We're at the sixth episode into The Walking Dead season 8 and by now I could tell you exactly how every episode will start. Queue the emotion-stirring music and a montage of the different camps, playing with what little care you have left for whether Rick's crew will be successful or not. And, as you can imagine, that's exactly how episode 6, The King, The Widow, and Rick, starts. It’s so predictable it’s almost a cliche. This time it might be a tiny bit different thanks to some overly simpering voice over by Carol and Rick, but it's much the same as we've seen before. Spoilers to follow.
Don’t let the title fool you into thinking that this episode is about Negan. Despite the fact that it’s the Saviours that constantly refer to the heroes as “the King, the Widow and Rick”, our leather-jacket wearing antagonist is nowhere to be seen… again. AMC is very much back to its old tricks after reintroducing Negan in episode 5. Instead, after the montage opening, episode 6 tries to move the plot forward in anticipation of the big battle. At one point there’s mention of the last big move being a mere two days away, just to tease that we’ve still got to wait a while longer.
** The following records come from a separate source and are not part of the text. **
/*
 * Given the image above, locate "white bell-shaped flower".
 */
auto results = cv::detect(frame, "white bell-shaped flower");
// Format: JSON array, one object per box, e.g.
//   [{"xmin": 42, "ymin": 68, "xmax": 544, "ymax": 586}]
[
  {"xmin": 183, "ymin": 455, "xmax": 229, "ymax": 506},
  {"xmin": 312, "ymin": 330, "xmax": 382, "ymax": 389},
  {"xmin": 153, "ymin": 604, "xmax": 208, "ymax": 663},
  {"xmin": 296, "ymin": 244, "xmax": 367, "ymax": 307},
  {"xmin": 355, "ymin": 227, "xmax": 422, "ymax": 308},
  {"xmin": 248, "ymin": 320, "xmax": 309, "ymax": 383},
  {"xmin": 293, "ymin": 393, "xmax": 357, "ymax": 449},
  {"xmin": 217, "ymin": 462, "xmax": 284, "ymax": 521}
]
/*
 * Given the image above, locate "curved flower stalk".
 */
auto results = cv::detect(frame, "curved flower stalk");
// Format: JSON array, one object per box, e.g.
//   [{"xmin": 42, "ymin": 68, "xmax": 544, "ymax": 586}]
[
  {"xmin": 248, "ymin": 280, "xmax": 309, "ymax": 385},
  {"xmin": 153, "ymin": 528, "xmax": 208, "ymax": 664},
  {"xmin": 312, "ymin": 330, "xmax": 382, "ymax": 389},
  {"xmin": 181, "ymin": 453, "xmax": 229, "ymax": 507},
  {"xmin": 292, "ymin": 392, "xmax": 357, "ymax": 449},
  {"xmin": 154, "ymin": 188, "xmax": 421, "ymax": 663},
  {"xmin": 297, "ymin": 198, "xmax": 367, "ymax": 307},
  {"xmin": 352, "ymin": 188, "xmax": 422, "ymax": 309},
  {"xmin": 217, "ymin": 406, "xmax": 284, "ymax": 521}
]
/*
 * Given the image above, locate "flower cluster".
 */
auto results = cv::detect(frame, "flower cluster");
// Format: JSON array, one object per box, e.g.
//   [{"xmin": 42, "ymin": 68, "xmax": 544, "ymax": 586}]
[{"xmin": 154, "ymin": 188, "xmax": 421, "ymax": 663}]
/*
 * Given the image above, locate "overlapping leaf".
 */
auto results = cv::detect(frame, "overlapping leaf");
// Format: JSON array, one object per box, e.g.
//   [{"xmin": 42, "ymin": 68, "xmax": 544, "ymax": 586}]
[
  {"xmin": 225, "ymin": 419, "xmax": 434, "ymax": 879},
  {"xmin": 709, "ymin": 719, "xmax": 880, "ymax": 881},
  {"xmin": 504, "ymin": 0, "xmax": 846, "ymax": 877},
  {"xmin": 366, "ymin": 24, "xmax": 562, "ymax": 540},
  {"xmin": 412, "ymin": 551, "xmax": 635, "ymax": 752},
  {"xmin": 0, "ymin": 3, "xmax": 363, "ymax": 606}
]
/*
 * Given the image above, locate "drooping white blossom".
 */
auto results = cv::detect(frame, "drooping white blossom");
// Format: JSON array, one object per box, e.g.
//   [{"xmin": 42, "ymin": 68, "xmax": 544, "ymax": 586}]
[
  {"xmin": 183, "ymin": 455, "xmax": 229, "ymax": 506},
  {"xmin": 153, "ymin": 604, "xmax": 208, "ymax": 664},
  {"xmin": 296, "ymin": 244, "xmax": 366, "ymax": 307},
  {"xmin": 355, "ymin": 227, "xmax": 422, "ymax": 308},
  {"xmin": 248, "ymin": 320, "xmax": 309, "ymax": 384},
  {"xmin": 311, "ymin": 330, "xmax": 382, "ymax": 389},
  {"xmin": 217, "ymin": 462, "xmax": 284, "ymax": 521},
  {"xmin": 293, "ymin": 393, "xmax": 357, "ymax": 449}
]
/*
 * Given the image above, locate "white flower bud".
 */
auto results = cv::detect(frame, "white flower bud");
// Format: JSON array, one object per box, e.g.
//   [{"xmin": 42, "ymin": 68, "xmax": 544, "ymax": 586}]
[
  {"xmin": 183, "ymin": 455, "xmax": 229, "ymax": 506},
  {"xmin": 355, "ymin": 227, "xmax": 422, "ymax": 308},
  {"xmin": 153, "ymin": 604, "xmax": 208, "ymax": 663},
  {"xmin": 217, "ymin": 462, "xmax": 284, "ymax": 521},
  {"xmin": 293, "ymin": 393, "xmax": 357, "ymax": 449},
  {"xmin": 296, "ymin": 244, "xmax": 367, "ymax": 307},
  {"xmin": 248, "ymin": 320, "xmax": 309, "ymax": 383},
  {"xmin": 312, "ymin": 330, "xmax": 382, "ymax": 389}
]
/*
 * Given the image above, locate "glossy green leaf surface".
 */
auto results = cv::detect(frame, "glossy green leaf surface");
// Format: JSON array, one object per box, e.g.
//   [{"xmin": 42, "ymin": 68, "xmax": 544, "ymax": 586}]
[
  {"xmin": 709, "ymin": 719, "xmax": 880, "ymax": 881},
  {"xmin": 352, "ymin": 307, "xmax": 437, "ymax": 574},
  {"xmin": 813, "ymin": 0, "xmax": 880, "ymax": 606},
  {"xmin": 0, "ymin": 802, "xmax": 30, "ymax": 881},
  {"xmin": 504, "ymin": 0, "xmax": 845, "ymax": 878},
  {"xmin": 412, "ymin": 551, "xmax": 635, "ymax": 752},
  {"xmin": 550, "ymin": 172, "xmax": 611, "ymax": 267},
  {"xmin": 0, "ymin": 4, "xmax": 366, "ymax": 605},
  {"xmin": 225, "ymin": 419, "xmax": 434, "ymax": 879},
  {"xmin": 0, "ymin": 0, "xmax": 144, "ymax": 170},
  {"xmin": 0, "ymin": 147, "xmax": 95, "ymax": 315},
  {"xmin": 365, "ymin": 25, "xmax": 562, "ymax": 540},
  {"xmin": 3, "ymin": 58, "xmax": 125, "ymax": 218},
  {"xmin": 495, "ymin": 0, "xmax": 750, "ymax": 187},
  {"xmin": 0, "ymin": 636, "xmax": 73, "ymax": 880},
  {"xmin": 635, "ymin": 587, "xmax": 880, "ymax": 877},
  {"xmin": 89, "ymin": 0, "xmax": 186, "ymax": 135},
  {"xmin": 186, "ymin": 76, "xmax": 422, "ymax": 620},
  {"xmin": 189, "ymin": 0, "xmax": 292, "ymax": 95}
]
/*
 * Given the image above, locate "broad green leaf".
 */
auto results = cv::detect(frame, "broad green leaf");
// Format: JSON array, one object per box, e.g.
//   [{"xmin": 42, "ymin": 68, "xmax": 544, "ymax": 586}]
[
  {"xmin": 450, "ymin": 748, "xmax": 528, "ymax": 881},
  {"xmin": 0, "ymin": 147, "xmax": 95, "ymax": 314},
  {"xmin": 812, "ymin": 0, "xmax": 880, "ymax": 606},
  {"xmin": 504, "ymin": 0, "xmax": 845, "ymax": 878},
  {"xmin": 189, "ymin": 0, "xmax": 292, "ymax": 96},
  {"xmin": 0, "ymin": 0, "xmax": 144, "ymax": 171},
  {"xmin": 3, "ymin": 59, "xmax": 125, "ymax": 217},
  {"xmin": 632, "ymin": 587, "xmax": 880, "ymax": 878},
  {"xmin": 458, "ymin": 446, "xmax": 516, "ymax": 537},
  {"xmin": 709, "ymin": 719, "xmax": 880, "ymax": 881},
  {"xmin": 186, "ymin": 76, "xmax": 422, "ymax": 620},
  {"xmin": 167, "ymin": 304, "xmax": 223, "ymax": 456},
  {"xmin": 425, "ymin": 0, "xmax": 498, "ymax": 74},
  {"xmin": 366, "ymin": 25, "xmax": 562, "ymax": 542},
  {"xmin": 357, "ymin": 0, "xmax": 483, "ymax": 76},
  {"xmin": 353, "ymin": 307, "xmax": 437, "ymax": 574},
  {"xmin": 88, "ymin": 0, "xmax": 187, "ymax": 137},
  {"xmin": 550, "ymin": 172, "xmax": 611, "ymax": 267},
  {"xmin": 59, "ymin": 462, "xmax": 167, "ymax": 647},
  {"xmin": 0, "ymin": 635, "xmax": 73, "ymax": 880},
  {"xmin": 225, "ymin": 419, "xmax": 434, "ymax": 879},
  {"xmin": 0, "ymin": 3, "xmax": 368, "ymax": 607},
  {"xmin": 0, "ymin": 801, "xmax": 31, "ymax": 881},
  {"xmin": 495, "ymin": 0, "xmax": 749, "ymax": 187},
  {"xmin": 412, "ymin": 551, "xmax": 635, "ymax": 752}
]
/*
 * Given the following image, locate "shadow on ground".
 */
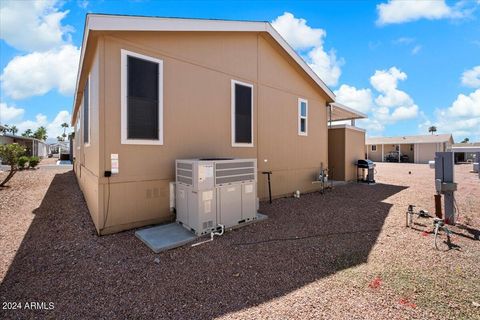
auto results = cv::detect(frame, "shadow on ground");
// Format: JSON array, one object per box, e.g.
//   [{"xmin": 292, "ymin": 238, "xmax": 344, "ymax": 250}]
[{"xmin": 0, "ymin": 171, "xmax": 405, "ymax": 319}]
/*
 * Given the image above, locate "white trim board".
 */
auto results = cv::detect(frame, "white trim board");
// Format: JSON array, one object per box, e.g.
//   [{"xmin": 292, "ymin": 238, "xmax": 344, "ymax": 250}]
[
  {"xmin": 328, "ymin": 124, "xmax": 366, "ymax": 132},
  {"xmin": 120, "ymin": 49, "xmax": 163, "ymax": 145}
]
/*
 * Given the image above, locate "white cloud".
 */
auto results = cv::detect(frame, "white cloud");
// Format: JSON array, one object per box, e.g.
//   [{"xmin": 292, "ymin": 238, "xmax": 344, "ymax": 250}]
[
  {"xmin": 334, "ymin": 84, "xmax": 373, "ymax": 113},
  {"xmin": 377, "ymin": 0, "xmax": 475, "ymax": 25},
  {"xmin": 272, "ymin": 12, "xmax": 327, "ymax": 50},
  {"xmin": 77, "ymin": 0, "xmax": 89, "ymax": 9},
  {"xmin": 390, "ymin": 104, "xmax": 418, "ymax": 121},
  {"xmin": 0, "ymin": 44, "xmax": 80, "ymax": 99},
  {"xmin": 0, "ymin": 0, "xmax": 73, "ymax": 52},
  {"xmin": 462, "ymin": 66, "xmax": 480, "ymax": 88},
  {"xmin": 447, "ymin": 89, "xmax": 480, "ymax": 117},
  {"xmin": 419, "ymin": 89, "xmax": 480, "ymax": 141},
  {"xmin": 272, "ymin": 12, "xmax": 344, "ymax": 86},
  {"xmin": 12, "ymin": 110, "xmax": 72, "ymax": 140},
  {"xmin": 308, "ymin": 47, "xmax": 343, "ymax": 86},
  {"xmin": 0, "ymin": 102, "xmax": 25, "ymax": 124}
]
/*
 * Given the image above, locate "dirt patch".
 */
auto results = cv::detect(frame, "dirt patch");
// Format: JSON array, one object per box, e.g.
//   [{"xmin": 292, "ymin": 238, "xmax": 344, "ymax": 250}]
[{"xmin": 0, "ymin": 164, "xmax": 480, "ymax": 319}]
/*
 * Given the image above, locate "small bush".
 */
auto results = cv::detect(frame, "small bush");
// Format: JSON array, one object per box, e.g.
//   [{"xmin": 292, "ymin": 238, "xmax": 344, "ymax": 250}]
[
  {"xmin": 28, "ymin": 156, "xmax": 40, "ymax": 168},
  {"xmin": 17, "ymin": 156, "xmax": 30, "ymax": 170}
]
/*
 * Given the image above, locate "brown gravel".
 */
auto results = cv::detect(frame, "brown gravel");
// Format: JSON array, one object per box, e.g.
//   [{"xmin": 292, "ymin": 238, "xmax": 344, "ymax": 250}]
[{"xmin": 0, "ymin": 164, "xmax": 480, "ymax": 319}]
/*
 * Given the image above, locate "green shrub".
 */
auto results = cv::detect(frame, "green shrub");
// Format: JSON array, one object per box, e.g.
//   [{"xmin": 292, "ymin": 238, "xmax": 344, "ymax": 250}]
[
  {"xmin": 17, "ymin": 156, "xmax": 30, "ymax": 170},
  {"xmin": 28, "ymin": 156, "xmax": 40, "ymax": 168}
]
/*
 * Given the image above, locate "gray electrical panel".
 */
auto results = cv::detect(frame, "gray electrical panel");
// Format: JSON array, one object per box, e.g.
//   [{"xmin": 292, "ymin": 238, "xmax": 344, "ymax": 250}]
[{"xmin": 175, "ymin": 159, "xmax": 257, "ymax": 235}]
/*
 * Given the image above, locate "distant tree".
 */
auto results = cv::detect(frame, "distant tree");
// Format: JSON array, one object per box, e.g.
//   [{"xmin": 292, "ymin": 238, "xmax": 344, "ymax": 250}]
[
  {"xmin": 22, "ymin": 129, "xmax": 33, "ymax": 137},
  {"xmin": 10, "ymin": 126, "xmax": 18, "ymax": 135},
  {"xmin": 33, "ymin": 127, "xmax": 48, "ymax": 141},
  {"xmin": 0, "ymin": 143, "xmax": 26, "ymax": 187}
]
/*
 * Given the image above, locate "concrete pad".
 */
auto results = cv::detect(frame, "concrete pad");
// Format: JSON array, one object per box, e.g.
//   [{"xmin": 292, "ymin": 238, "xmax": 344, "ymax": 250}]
[{"xmin": 135, "ymin": 223, "xmax": 197, "ymax": 253}]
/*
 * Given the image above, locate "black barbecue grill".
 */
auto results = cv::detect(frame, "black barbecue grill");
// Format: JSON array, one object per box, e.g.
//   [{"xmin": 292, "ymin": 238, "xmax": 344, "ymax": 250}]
[{"xmin": 356, "ymin": 159, "xmax": 375, "ymax": 183}]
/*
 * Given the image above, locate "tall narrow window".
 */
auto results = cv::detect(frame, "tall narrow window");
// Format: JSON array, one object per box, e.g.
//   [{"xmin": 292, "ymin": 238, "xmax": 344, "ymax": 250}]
[
  {"xmin": 122, "ymin": 50, "xmax": 163, "ymax": 144},
  {"xmin": 83, "ymin": 78, "xmax": 90, "ymax": 144},
  {"xmin": 232, "ymin": 80, "xmax": 253, "ymax": 147},
  {"xmin": 298, "ymin": 98, "xmax": 308, "ymax": 136}
]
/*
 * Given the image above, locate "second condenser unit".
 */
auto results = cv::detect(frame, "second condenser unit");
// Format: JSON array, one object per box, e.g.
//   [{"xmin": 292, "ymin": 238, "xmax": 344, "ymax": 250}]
[{"xmin": 175, "ymin": 159, "xmax": 257, "ymax": 235}]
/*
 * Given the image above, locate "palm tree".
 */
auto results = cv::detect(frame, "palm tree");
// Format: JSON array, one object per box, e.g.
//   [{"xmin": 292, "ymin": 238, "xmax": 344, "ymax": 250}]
[
  {"xmin": 61, "ymin": 122, "xmax": 70, "ymax": 134},
  {"xmin": 22, "ymin": 129, "xmax": 33, "ymax": 137},
  {"xmin": 10, "ymin": 126, "xmax": 18, "ymax": 135},
  {"xmin": 33, "ymin": 126, "xmax": 48, "ymax": 141}
]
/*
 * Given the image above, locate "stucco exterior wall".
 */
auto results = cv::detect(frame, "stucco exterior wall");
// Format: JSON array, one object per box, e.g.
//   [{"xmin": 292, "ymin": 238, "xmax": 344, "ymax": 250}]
[
  {"xmin": 76, "ymin": 32, "xmax": 328, "ymax": 234},
  {"xmin": 345, "ymin": 128, "xmax": 366, "ymax": 181},
  {"xmin": 367, "ymin": 144, "xmax": 383, "ymax": 162}
]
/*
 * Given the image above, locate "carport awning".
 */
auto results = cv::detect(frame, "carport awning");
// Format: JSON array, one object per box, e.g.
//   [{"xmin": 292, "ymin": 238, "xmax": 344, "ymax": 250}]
[{"xmin": 329, "ymin": 102, "xmax": 367, "ymax": 121}]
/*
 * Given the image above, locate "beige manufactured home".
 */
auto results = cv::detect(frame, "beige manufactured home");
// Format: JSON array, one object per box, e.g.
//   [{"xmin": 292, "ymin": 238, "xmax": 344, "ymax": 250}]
[
  {"xmin": 365, "ymin": 134, "xmax": 453, "ymax": 163},
  {"xmin": 72, "ymin": 14, "xmax": 364, "ymax": 234}
]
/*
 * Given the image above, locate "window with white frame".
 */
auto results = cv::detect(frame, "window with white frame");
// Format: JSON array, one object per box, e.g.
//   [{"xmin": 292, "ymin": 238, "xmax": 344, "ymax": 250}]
[
  {"xmin": 83, "ymin": 77, "xmax": 90, "ymax": 145},
  {"xmin": 231, "ymin": 80, "xmax": 253, "ymax": 147},
  {"xmin": 298, "ymin": 98, "xmax": 308, "ymax": 136},
  {"xmin": 121, "ymin": 49, "xmax": 163, "ymax": 145}
]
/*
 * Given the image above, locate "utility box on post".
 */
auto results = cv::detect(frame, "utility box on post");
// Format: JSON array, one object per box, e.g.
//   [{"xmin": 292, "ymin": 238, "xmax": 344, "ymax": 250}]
[{"xmin": 435, "ymin": 152, "xmax": 457, "ymax": 225}]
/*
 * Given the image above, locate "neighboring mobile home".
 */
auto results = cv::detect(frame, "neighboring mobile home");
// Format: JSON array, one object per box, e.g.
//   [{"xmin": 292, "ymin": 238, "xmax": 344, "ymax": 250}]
[
  {"xmin": 72, "ymin": 14, "xmax": 364, "ymax": 234},
  {"xmin": 365, "ymin": 134, "xmax": 453, "ymax": 163}
]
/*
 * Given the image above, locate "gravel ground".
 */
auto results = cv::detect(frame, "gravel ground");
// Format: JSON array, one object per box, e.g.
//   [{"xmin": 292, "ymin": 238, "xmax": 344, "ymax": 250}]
[{"xmin": 0, "ymin": 163, "xmax": 480, "ymax": 319}]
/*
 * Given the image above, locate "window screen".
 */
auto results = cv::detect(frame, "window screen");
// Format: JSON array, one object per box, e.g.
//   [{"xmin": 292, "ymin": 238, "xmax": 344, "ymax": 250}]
[
  {"xmin": 234, "ymin": 83, "xmax": 252, "ymax": 143},
  {"xmin": 127, "ymin": 56, "xmax": 159, "ymax": 140},
  {"xmin": 83, "ymin": 79, "xmax": 90, "ymax": 143}
]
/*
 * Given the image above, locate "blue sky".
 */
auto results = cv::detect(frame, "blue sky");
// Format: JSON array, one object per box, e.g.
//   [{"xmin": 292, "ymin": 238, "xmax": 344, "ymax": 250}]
[{"xmin": 0, "ymin": 0, "xmax": 480, "ymax": 141}]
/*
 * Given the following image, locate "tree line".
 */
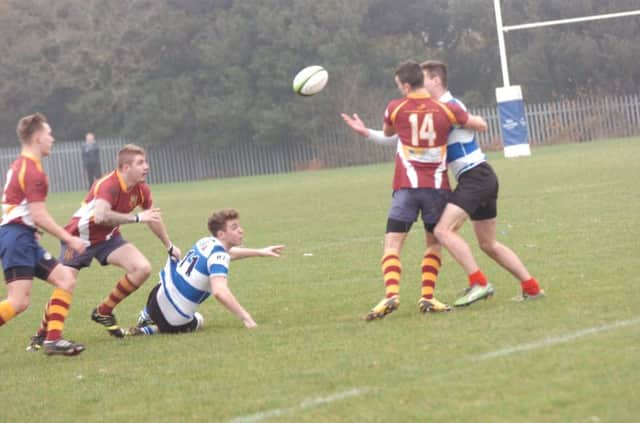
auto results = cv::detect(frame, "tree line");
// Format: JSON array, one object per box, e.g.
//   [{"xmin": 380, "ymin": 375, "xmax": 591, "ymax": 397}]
[{"xmin": 0, "ymin": 0, "xmax": 640, "ymax": 146}]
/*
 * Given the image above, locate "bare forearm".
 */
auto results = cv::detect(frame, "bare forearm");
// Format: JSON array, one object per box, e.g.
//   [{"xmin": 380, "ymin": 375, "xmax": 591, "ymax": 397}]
[
  {"xmin": 229, "ymin": 247, "xmax": 262, "ymax": 260},
  {"xmin": 147, "ymin": 220, "xmax": 171, "ymax": 248},
  {"xmin": 33, "ymin": 211, "xmax": 71, "ymax": 242},
  {"xmin": 96, "ymin": 210, "xmax": 139, "ymax": 226}
]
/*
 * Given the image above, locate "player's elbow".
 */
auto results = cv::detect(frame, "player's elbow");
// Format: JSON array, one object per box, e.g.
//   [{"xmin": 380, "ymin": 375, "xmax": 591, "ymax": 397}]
[{"xmin": 93, "ymin": 213, "xmax": 107, "ymax": 225}]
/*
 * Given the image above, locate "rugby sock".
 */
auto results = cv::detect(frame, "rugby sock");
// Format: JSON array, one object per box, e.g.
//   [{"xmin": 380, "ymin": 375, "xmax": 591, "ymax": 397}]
[
  {"xmin": 469, "ymin": 269, "xmax": 487, "ymax": 286},
  {"xmin": 36, "ymin": 300, "xmax": 51, "ymax": 335},
  {"xmin": 520, "ymin": 278, "xmax": 540, "ymax": 295},
  {"xmin": 45, "ymin": 288, "xmax": 73, "ymax": 341},
  {"xmin": 98, "ymin": 275, "xmax": 138, "ymax": 316},
  {"xmin": 422, "ymin": 253, "xmax": 442, "ymax": 300},
  {"xmin": 382, "ymin": 253, "xmax": 402, "ymax": 298},
  {"xmin": 140, "ymin": 325, "xmax": 159, "ymax": 335},
  {"xmin": 0, "ymin": 300, "xmax": 16, "ymax": 326}
]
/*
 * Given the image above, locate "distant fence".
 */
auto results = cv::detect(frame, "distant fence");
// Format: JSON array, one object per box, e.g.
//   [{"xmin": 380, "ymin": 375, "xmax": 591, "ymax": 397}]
[{"xmin": 0, "ymin": 95, "xmax": 640, "ymax": 192}]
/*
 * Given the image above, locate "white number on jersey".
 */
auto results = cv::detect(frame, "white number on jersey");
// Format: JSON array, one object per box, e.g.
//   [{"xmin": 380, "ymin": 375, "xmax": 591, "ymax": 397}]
[{"xmin": 409, "ymin": 113, "xmax": 436, "ymax": 147}]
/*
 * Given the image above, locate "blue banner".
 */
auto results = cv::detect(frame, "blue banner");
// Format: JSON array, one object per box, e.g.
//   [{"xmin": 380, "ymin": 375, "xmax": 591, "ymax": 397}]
[{"xmin": 496, "ymin": 85, "xmax": 531, "ymax": 157}]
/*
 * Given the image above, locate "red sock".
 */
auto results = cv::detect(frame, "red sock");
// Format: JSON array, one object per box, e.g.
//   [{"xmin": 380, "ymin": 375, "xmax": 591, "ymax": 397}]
[
  {"xmin": 469, "ymin": 269, "xmax": 487, "ymax": 286},
  {"xmin": 520, "ymin": 278, "xmax": 540, "ymax": 295}
]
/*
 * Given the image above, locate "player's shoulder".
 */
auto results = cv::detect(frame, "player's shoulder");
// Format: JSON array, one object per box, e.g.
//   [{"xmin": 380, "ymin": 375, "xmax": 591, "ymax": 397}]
[
  {"xmin": 194, "ymin": 236, "xmax": 229, "ymax": 257},
  {"xmin": 438, "ymin": 91, "xmax": 467, "ymax": 111},
  {"xmin": 387, "ymin": 98, "xmax": 407, "ymax": 110}
]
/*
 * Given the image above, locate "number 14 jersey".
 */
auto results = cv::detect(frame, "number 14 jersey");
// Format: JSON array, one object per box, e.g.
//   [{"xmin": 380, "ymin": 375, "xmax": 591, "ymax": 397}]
[{"xmin": 384, "ymin": 93, "xmax": 469, "ymax": 190}]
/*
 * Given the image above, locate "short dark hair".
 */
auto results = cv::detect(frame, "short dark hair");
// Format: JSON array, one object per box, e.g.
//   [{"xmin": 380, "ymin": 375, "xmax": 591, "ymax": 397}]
[
  {"xmin": 394, "ymin": 60, "xmax": 424, "ymax": 88},
  {"xmin": 207, "ymin": 209, "xmax": 240, "ymax": 236},
  {"xmin": 420, "ymin": 60, "xmax": 447, "ymax": 88},
  {"xmin": 16, "ymin": 113, "xmax": 47, "ymax": 144},
  {"xmin": 118, "ymin": 144, "xmax": 145, "ymax": 169}
]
The plot again focuses on clusters of groups making small moves towards the eventual goal. Maggie and Jesus tussle over whether to kill or imprison the Saviour captives (yes, that discussion is still going on); Carol is attempting to coax Ezekiel back into his role as the King in order to rally what’s left of his troops; and we get the first look at Michonne, Rosita, and Carl for a long time. Michonne and Rosita decide to get out of Alexandria and take a look at what’s been going on for themselves. Both are wounded and weakened from the fight at the end of season 7, but that doesn’t stop them from discovering a Saviour cache blaring operatic music at full volume. Meanwhile, Carl’s on the hunt to rescue that guy from the gas station, Siddiq, and bring him back to camp.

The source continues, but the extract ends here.